Overall Series Review

Promises (Yukcheui yaksok) is a 1975 South Korean melodrama that serves as a dark critique of the brutal social costs of industrialization and the subjugation of women in contemporary Korean society. The plot follows Sook-young, a convicted murderess, on a train trip where she recalls her past life of abuse and her brief, redemptive encounter with a kind man, Hoon, while on prison furlough. The film is a disturbing, blunt, and highly stylized portrayal of toxic masculinity, where Sook-young is relentlessly exploited and told her only worth is through her body. While the film condemns the exploitation, the underlying narrative ultimately promotes a deeply traditional and anti-feminist message, suggesting the protagonist's emotional frigidity and violence are a result of her refusal to embrace the "natural duties" of a woman, with her salvation lying in a good man and motherhood. This conservative framing places the film firmly outside the modern 'woke' framework.

Categorical Breakdown

Identity Politics2/10

The film’s central conflict is an uncompromising critique of class and gender-based oppression in 1970s Korean society. Sook-young's tragic arc is defined by the systemic exploitation and abuse she suffers from men, not by an intersectional lens or the vilification of "whiteness." The conflict is a localized social commentary on the misogyny of the home culture, not a universal lecture on privilege or systemic oppression in the Western sense.

Oikophobia3/10

The narrative's hostility is directed at the corrupt and abusive social systems within modernizing South Korea that enable the exploitation of women. It is a specific social commentary on the moral decay caused by ruthless capitalism and conservative gender norms. It is not a broad critique of 'Western civilization' or its core institutions, thus it does not meet the definition of civilizational self-hatred.

Feminism2/10

The protagonist, Sook-young, is a victim of relentless abuse and exploitation, which directly contradicts the "Girl Boss" or "Mary Sue" trope.
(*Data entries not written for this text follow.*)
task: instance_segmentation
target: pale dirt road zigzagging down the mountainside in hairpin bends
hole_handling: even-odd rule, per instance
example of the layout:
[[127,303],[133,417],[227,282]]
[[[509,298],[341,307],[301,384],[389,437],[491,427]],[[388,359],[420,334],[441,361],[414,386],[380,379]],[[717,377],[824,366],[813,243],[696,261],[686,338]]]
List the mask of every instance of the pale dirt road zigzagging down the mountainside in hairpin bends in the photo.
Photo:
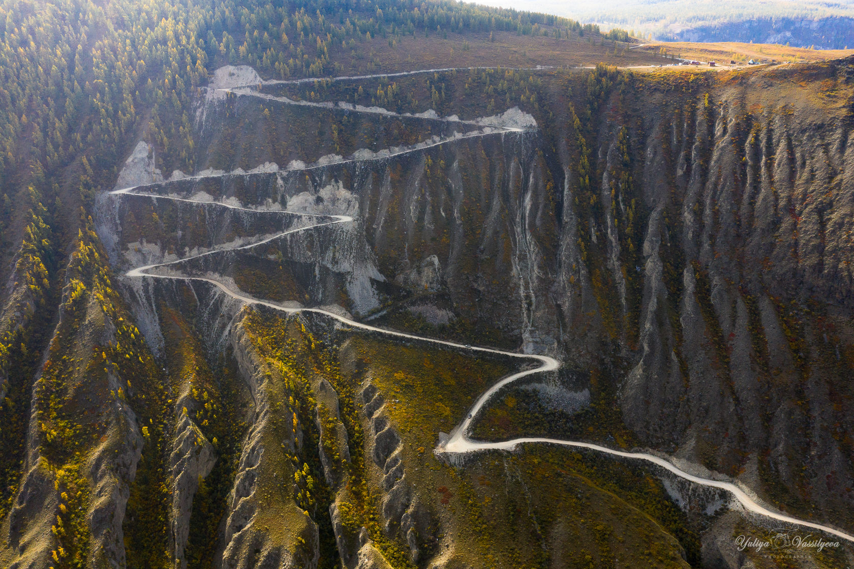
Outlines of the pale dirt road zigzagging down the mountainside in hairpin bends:
[[[418,73],[418,72],[407,72],[407,73]],[[354,78],[336,78],[336,79],[361,79],[361,78],[360,77],[354,77]],[[222,89],[219,91],[231,91],[231,92],[237,93],[238,95],[243,95],[243,96],[263,97],[265,99],[275,100],[275,101],[278,101],[281,103],[287,103],[287,104],[301,104],[301,105],[309,105],[309,106],[329,107],[328,103],[323,104],[323,103],[295,102],[295,101],[291,101],[290,99],[287,99],[286,97],[272,97],[269,95],[262,95],[256,91],[251,91],[251,90],[246,89],[246,88],[240,88],[239,90]],[[342,107],[342,109],[343,108],[344,107]],[[357,109],[355,107],[353,107],[352,109],[348,108],[348,110],[356,111],[356,112],[373,112],[373,113],[379,112],[377,110]],[[394,114],[394,113],[388,113],[387,112],[385,114]],[[434,119],[434,120],[447,120],[447,119]],[[471,124],[471,125],[486,126],[483,123],[478,123],[477,121],[460,121],[460,120],[457,120],[455,122],[465,122],[466,124]],[[457,139],[457,138],[485,137],[485,136],[490,136],[493,134],[503,134],[506,132],[522,132],[523,130],[524,129],[515,128],[512,126],[495,126],[495,127],[492,127],[492,130],[489,130],[487,132],[483,132],[483,131],[469,132],[469,133],[460,134],[456,138],[454,138],[454,137],[441,138],[441,139],[439,139],[438,142],[424,145],[418,149],[401,150],[401,151],[396,152],[396,153],[391,154],[391,155],[399,155],[399,154],[404,154],[407,152],[422,150],[423,148],[427,148],[430,146],[435,146],[438,144],[445,144],[445,143],[447,143],[451,140]],[[388,157],[388,155],[384,155],[383,157]],[[360,161],[360,160],[353,158],[353,159],[348,159],[347,161]],[[317,167],[317,166],[308,166],[308,167],[305,167],[304,169],[310,169],[312,167]],[[202,177],[204,177],[204,176],[195,177],[195,178],[202,178]],[[214,175],[214,176],[210,176],[210,177],[221,177],[221,176],[215,176]],[[184,178],[184,180],[193,179],[193,178],[194,177]],[[164,184],[168,184],[168,183],[169,182],[165,182]],[[740,485],[735,484],[734,482],[731,482],[728,479],[723,479],[724,478],[723,476],[721,476],[722,479],[712,479],[712,478],[699,477],[699,476],[696,476],[694,474],[691,474],[690,472],[686,472],[685,470],[682,470],[680,467],[676,466],[673,461],[671,461],[669,459],[665,459],[665,458],[658,456],[658,455],[652,455],[652,454],[647,454],[647,453],[643,453],[643,452],[624,452],[624,451],[617,450],[617,449],[609,449],[607,447],[600,446],[600,445],[594,444],[594,443],[584,443],[581,441],[570,441],[570,440],[561,440],[561,439],[545,438],[545,437],[520,437],[520,438],[514,438],[511,440],[504,441],[504,442],[496,442],[496,443],[485,443],[485,442],[479,442],[477,440],[472,440],[469,437],[469,434],[471,431],[471,425],[472,425],[473,421],[477,418],[477,415],[481,412],[484,405],[487,402],[489,402],[490,399],[496,393],[498,393],[500,390],[505,388],[507,385],[518,381],[519,379],[526,378],[526,377],[532,376],[534,374],[539,374],[541,372],[552,372],[554,370],[557,370],[560,367],[560,362],[555,360],[552,357],[547,356],[547,355],[520,354],[517,352],[509,352],[509,351],[505,351],[505,350],[501,350],[501,349],[492,349],[492,348],[486,348],[486,347],[480,347],[480,346],[470,346],[470,345],[462,344],[462,343],[449,342],[446,340],[439,340],[439,339],[435,339],[435,338],[431,338],[431,337],[418,336],[415,334],[409,334],[409,333],[405,333],[405,332],[401,332],[401,331],[391,331],[391,330],[383,329],[383,328],[380,328],[377,326],[370,326],[370,325],[367,325],[367,324],[364,324],[364,323],[361,323],[361,322],[358,322],[355,320],[350,320],[349,318],[347,318],[346,316],[343,316],[342,314],[336,314],[335,312],[331,312],[331,311],[325,310],[323,308],[287,307],[287,306],[283,306],[282,304],[278,304],[275,302],[268,302],[268,301],[260,300],[258,298],[254,298],[253,296],[243,294],[239,290],[232,290],[231,288],[229,288],[229,286],[225,285],[224,283],[220,282],[219,280],[208,278],[208,277],[199,277],[199,276],[192,276],[191,277],[191,276],[185,276],[183,274],[155,274],[155,273],[151,273],[151,271],[153,271],[155,269],[170,268],[171,266],[174,266],[178,262],[190,261],[190,260],[196,259],[198,257],[202,257],[204,255],[215,255],[215,254],[222,253],[225,251],[234,251],[234,250],[240,250],[240,249],[251,249],[251,248],[256,247],[258,245],[261,245],[263,243],[269,243],[275,239],[282,238],[286,235],[289,235],[290,233],[301,232],[303,230],[313,229],[313,228],[317,228],[317,227],[321,227],[321,226],[332,226],[332,225],[341,224],[341,223],[350,223],[350,222],[354,221],[354,218],[351,216],[348,216],[348,215],[302,214],[301,212],[295,212],[295,211],[276,211],[276,210],[271,210],[271,209],[243,208],[243,207],[234,206],[234,205],[224,203],[224,202],[198,201],[198,200],[184,199],[184,198],[179,198],[179,197],[169,197],[169,196],[164,196],[161,194],[158,194],[155,196],[155,195],[144,193],[142,191],[138,191],[139,188],[141,188],[141,187],[142,186],[134,186],[131,188],[116,190],[116,191],[111,192],[111,195],[113,195],[116,199],[120,199],[124,195],[150,196],[150,197],[156,198],[156,199],[170,199],[170,200],[175,200],[178,202],[189,202],[189,203],[194,203],[194,204],[199,204],[199,205],[215,206],[215,207],[222,207],[222,208],[232,208],[232,209],[237,209],[237,210],[241,210],[241,211],[248,212],[248,213],[257,213],[257,214],[261,214],[261,213],[263,213],[263,214],[289,214],[289,215],[297,214],[297,215],[304,215],[307,218],[310,218],[311,220],[313,220],[313,223],[311,225],[308,225],[308,226],[302,226],[302,227],[299,227],[296,229],[290,229],[290,230],[285,231],[285,232],[280,232],[278,234],[273,235],[272,237],[266,237],[266,238],[263,238],[259,241],[254,242],[254,243],[245,244],[245,245],[239,246],[237,248],[233,248],[233,249],[213,249],[213,250],[209,250],[205,253],[202,253],[201,255],[194,255],[194,256],[186,257],[186,258],[180,259],[178,261],[170,261],[170,262],[161,263],[161,264],[153,264],[153,265],[147,265],[144,267],[136,267],[136,268],[133,268],[126,273],[126,276],[129,278],[177,279],[177,280],[185,280],[185,281],[190,281],[190,280],[204,281],[210,285],[213,285],[213,286],[219,288],[219,290],[222,290],[223,292],[225,292],[226,295],[231,296],[232,298],[237,299],[241,302],[245,302],[246,304],[254,304],[254,305],[265,306],[267,308],[272,308],[274,310],[278,310],[278,311],[284,312],[286,314],[295,314],[295,313],[301,313],[301,312],[324,314],[325,316],[327,316],[331,319],[337,320],[338,322],[342,323],[343,325],[348,326],[348,327],[352,327],[354,329],[365,330],[365,331],[374,331],[374,332],[379,332],[379,333],[389,335],[392,337],[400,337],[400,338],[405,338],[407,340],[416,340],[416,341],[424,342],[424,343],[432,343],[435,345],[447,346],[447,347],[451,347],[454,349],[467,349],[467,350],[471,350],[473,352],[484,352],[484,353],[497,354],[497,355],[506,355],[506,356],[510,356],[510,357],[514,357],[514,358],[519,358],[519,359],[524,359],[524,360],[529,360],[529,361],[536,361],[539,363],[538,367],[535,367],[533,369],[524,370],[524,371],[517,372],[517,373],[513,373],[512,375],[507,376],[506,378],[502,378],[499,382],[497,382],[492,387],[490,387],[488,390],[483,392],[483,394],[477,398],[477,401],[472,405],[471,409],[465,415],[463,420],[453,430],[453,432],[451,433],[451,435],[447,439],[447,441],[442,441],[438,445],[438,447],[435,449],[435,452],[437,455],[447,455],[449,458],[453,458],[453,456],[473,454],[473,453],[477,453],[478,451],[483,451],[483,450],[491,450],[491,449],[512,450],[512,449],[515,449],[519,444],[522,444],[522,443],[549,443],[549,444],[564,445],[567,447],[591,449],[591,450],[594,450],[594,451],[597,451],[600,453],[604,453],[607,455],[612,455],[612,456],[616,456],[616,457],[620,457],[620,458],[644,460],[646,462],[652,463],[655,466],[662,467],[665,470],[676,475],[677,477],[680,477],[680,478],[683,478],[687,481],[693,482],[694,484],[699,484],[701,486],[719,489],[719,490],[726,490],[732,496],[734,496],[734,498],[738,502],[740,502],[741,506],[744,507],[744,509],[748,512],[755,513],[755,514],[758,514],[760,516],[763,516],[763,517],[766,517],[769,519],[774,519],[776,521],[781,521],[781,522],[784,522],[787,524],[800,525],[800,526],[803,526],[806,528],[824,531],[824,532],[827,532],[828,534],[834,535],[836,537],[840,537],[842,539],[845,539],[845,540],[848,540],[848,541],[854,543],[854,536],[851,536],[850,534],[847,534],[843,531],[836,530],[836,529],[829,527],[827,525],[821,525],[821,524],[816,524],[816,523],[812,523],[809,521],[805,521],[802,519],[796,519],[796,518],[793,518],[791,516],[787,516],[785,514],[772,511],[771,509],[769,509],[769,507],[764,506],[763,503],[757,497],[755,497],[755,495],[753,495],[751,490],[746,489],[746,488],[742,488]]]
The film, while depicting widespread toxic masculinity, ultimately insists that Sook-young's salvation lies in a 'nice' man and fulfilling her 'natural duties' as a woman, with the anti-natalist idea of motherhood being a 'prison' being directly contradicted by the film’s moral resolution, which frames child-raising as the only point of a woman’s life.

LGBTQ+4/10

The inclusion of a prominent, supportive character described as a "menacing but kind butch female guard" represents a non-normative gender presentation. This character provides emotional support and agency to the victim protagonist, serving as a foil to the toxic heterosexual male world. While there is no explicit 'queer theory' lecture, the sympathetic centering of a masculine female character who challenges gender presentation norms pushes the score beyond a simple 'normative structure.'

Anti-Theism1/10

There is no evidence of anti-theistic themes, such as hostility toward traditional religion or the depiction of Christian characters as bigots. The morality of the film is focused on objective right and wrong concerning interpersonal abuse and betrayal, not on moral relativism. The bizarre marriage plot point is a surreal metaphor for the protagonist's longing for human connection and a new life, not a critique of the spiritual realm.